Realizing what you know

Even as a little kid, I knew

The blues progression (I, IV I, V IV I).

The so-called "50s" progression. (I, vi, ii, V) ("Heart and Soul")

With that one, I also absorbed the ii V I itself.

The Andalusian progression of I, flatted seven, flatted six, and V. ("Hit the Road Jack")

I knew that a lot songs were just I, IV, and V, in various combinations, and that you ended on the tonic, that if you played any triad with only white notes you could just improvise freely using white note melody notes as well, or do the same in any other set of notes from any other major scale. I knew what AABA form was, or ABAB. These are not complex structures to understand.

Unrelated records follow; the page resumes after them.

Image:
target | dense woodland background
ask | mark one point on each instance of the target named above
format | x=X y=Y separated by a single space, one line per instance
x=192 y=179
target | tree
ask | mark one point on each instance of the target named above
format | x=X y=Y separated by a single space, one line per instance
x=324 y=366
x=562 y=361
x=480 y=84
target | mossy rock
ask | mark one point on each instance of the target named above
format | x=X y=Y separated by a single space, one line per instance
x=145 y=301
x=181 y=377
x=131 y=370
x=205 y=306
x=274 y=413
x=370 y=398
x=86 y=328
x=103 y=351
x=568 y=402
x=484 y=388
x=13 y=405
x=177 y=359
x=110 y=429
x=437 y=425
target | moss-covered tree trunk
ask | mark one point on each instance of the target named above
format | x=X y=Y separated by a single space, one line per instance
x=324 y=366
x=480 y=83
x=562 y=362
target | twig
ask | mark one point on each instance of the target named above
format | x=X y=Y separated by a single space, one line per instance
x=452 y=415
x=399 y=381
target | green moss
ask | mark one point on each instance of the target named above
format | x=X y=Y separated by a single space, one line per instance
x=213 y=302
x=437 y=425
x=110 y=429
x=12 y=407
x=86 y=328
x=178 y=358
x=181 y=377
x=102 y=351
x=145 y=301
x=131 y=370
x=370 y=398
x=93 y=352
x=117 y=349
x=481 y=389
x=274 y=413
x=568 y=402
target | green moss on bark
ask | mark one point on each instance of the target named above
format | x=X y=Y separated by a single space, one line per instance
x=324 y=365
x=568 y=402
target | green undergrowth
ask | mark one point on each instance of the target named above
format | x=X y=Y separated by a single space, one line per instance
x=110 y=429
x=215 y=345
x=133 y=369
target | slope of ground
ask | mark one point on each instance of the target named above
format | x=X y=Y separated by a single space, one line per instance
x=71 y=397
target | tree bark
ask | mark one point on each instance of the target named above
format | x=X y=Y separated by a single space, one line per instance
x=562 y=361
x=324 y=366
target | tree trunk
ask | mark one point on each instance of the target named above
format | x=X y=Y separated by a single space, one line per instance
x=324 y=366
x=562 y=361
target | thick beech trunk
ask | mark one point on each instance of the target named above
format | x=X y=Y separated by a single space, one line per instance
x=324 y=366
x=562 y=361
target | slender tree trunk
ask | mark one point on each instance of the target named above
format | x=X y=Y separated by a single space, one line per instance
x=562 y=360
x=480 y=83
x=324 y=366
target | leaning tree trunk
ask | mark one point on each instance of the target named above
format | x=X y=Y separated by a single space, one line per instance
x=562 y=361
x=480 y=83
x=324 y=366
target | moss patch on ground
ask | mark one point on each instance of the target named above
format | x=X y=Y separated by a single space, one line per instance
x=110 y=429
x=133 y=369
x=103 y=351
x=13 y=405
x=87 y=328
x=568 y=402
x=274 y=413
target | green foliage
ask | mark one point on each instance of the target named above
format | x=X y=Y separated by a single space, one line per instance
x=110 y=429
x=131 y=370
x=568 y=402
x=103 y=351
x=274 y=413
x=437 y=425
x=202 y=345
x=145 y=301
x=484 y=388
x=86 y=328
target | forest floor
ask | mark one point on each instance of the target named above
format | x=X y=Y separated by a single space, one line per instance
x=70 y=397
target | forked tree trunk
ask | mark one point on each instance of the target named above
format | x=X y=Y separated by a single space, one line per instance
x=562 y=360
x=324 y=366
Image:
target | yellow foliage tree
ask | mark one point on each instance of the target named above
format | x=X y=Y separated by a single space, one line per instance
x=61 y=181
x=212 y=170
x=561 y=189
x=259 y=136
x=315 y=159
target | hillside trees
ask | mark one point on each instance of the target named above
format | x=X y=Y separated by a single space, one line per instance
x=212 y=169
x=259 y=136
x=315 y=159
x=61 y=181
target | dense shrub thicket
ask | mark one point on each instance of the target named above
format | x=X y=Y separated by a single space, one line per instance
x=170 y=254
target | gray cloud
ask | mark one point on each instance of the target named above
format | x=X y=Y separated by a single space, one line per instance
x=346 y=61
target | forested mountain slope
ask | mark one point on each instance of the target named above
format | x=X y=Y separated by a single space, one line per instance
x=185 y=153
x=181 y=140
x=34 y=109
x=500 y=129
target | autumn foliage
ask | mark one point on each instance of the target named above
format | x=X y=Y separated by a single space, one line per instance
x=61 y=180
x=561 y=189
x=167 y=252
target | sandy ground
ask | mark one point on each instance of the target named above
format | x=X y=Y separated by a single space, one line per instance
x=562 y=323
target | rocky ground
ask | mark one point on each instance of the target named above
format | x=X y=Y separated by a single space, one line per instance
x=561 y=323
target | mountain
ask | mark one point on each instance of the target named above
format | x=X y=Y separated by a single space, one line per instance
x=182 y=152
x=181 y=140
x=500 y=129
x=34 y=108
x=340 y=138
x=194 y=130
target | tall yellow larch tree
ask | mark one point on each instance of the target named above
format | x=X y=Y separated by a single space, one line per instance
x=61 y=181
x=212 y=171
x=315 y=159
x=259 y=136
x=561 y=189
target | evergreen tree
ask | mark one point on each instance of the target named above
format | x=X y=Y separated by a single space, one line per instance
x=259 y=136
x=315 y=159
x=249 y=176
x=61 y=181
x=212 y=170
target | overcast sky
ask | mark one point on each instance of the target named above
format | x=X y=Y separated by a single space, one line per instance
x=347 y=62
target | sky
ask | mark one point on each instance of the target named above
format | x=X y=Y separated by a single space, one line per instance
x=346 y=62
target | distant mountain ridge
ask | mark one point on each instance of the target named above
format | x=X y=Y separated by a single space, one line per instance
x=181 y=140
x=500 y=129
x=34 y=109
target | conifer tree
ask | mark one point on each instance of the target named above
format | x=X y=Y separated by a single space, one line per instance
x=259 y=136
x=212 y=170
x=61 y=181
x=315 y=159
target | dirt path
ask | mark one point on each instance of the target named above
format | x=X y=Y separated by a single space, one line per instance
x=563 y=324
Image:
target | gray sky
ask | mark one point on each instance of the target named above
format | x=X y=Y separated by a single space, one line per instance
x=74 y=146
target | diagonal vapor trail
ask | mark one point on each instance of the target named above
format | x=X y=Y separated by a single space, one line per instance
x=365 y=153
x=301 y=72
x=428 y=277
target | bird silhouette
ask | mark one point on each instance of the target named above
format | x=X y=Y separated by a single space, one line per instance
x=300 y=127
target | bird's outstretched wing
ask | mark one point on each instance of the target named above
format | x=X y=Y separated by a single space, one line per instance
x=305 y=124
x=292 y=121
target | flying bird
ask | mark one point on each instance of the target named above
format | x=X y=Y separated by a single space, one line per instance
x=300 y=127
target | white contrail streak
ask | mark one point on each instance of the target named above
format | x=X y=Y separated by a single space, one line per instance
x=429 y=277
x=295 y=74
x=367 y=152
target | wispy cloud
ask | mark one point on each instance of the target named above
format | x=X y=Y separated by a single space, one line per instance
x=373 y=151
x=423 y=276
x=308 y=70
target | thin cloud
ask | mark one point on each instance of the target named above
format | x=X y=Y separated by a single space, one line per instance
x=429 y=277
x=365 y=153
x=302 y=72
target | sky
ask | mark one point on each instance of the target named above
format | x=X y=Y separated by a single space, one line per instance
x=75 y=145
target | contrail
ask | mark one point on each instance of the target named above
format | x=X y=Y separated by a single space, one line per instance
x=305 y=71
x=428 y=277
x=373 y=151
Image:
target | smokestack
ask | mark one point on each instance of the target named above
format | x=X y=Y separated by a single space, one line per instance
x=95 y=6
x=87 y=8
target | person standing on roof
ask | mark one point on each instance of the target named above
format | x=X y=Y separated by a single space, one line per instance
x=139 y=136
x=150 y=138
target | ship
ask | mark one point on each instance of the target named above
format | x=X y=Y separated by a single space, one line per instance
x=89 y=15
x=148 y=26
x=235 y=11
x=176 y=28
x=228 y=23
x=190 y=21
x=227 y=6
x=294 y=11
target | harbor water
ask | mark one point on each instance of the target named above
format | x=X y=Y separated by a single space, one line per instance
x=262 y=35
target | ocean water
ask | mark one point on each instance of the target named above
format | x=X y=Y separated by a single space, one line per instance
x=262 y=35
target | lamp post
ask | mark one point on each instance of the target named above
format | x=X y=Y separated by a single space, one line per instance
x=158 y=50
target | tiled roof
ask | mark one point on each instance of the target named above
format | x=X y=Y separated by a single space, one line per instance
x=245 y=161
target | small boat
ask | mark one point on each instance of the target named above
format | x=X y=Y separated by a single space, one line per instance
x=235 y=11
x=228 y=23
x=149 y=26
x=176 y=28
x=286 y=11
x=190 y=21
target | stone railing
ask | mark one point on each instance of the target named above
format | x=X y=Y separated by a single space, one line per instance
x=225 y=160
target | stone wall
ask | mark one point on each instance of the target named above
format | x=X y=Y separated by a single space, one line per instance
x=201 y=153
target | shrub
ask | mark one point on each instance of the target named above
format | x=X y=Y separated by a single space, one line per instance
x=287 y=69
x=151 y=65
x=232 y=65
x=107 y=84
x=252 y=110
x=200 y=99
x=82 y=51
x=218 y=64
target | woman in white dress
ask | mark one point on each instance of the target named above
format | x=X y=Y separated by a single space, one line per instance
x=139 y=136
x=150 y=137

So when I started to write songs at age 55 I was basically putting together things I had known my whole life. I threw in a few recently acquired chords and substitutions, and just added ninths to everything in a facile and amateur way to make it sound sophisticated. My first songs all had the same progression, going ii, V, iii, iv, ii, V, I, with minor variations. For some reason I liked to have the subdominant be minor chord rather than a major, and to use the tritone substitution for V freely, and to substitute iii for I.


Not realizing what you already know can be an obstacle. Maybe you really don't know much, in which case it will hard for you to be a scholar, but you might know more that you think.